We've surveyed the spectrum of search strategies that power cost-based optimizers. Let's consolidate the key insights:

Key Takeaways

•Exhaustive search guarantees optimality — But only practical for small queries (≤6-8 tables) due to exponential complexity.
•Greedy heuristics are fast but myopic — O(n²) complexity enables large queries but may miss good plans that require short-term sacrifice.
•Randomized search scales well — Simulated annealing and iterative improvement explore large spaces without guarantees.
•Genetic algorithms (GEQO) handle massive queries — Population-based evolution finds good plans for 12+ table queries.
•Branch and bound prunes systematically — Lower bounds enable skipping provably suboptimal branches while maintaining completeness.
•Tiered optimization adapts effort to complexity — Quick checks for simple queries; deep analysis for complex ones.
•Cascades framework uses rule-based transformation — Modular, extensible, demand-driven search used by modern systems.
•Time budgets balance optimization with execution — Spending 1 second to save 10 seconds is worthwhile; 1 second to save 10ms isn't.

Module complete:

With this page, we've completed our exploration of Cost-Based Query Optimization.
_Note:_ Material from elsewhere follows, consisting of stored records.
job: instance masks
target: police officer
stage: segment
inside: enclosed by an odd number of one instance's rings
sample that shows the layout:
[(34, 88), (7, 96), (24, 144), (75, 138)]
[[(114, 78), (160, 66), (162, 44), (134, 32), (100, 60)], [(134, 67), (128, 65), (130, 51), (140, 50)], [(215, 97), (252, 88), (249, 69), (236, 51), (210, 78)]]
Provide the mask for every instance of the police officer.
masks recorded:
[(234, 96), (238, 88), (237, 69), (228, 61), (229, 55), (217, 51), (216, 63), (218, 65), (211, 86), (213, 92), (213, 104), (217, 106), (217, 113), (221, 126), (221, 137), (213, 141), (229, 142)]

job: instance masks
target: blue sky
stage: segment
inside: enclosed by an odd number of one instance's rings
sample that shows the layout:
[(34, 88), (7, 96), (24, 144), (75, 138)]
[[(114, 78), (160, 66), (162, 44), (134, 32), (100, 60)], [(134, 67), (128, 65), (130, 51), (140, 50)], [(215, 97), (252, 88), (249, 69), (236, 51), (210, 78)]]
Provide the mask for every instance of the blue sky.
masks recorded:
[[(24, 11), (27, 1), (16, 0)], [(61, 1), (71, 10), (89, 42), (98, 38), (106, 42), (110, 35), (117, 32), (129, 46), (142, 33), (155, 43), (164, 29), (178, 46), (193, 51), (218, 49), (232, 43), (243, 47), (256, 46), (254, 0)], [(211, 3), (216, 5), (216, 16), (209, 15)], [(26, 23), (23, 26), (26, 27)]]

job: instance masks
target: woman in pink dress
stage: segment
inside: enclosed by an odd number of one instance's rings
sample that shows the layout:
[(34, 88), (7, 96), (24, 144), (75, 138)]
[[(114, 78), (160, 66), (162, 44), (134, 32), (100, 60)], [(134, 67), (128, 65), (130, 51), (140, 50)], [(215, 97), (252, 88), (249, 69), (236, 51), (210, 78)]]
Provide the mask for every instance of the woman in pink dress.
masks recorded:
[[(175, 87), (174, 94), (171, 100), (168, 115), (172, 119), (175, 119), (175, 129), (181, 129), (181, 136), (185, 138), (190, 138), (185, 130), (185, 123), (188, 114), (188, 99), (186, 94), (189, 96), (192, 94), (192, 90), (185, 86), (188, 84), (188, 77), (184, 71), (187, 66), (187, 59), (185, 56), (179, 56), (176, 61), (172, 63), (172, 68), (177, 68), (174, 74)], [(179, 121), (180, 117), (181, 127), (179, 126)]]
You now understand:

How costs are estimated (Page 1)
How plans are compared (Page 2)
How dynamic programming finds optimal join orders (Page 3)
How tree shape affects execution (Page 4)
How search strategies navigate the space (Page 5)

This knowledge empowers you to understand optimizer behavior, diagnose poor plans, and tune systems for optimal performance. Query optimization remains an active research area, with machine learning, adaptive execution, and learned cost models continually advancing the field.

Module Complete

Congratulations! You've mastered the core concepts of cost-based query optimization. From cost estimation through dynamic programming to search strategies, you now understand how database systems transform your SQL into efficient execution plans. This knowledge is fundamental for performance tuning, system design, and deep database work.